Who am I?  They often tell me
I step out from my cell
calm and cheerful and poised,
like a squire from his manor.

Who am I?  They often tell me
I speak with my guards
freely, friendly and clear,
as though I were the one in charge.

Who am I? They also tell me
I bear days of calamity
serenely, smiling and proud,
like one accustomed to victory.

Am I really what others say of me?
Or am I only what I know of myself?
Restless, yearning, sick, like a caged bird,
struggling for life breath, as if I were being strangled,
starving for colors, for flowers, for birdsong,
thirsting for kind words, human closeness
shaking with rage at power lust and pettiest insult,
tossed about, waiting fro great things to happen,
helplessly fearing for friends so far away,
too tired and empty to pray, to think, to work,
weary and ready to take my leave of it all?

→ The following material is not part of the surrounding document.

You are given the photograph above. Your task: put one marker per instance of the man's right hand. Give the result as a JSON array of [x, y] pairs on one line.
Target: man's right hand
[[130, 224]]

Who am I?  This one or the other?
Am I this one today and tomorrow another?
Am I both at once?  Before others a hypocrite
and in my own eye a pitiful, whimpering weakling?
Or is what remains in me like a defeated army,
Fleeing in disarray from victory already won?

Who am I?  They mock me, these lonely questions of mine.
Whoever I am, thou knowest, O God, I am yours.

(Bonhoeffer, Dietrich. Letters and Papers From Prison
in the Dietrich Bonhoeffer Works, Vol 8.  Minneapolis: Fortress Press, 2010. Pp. 459-460.)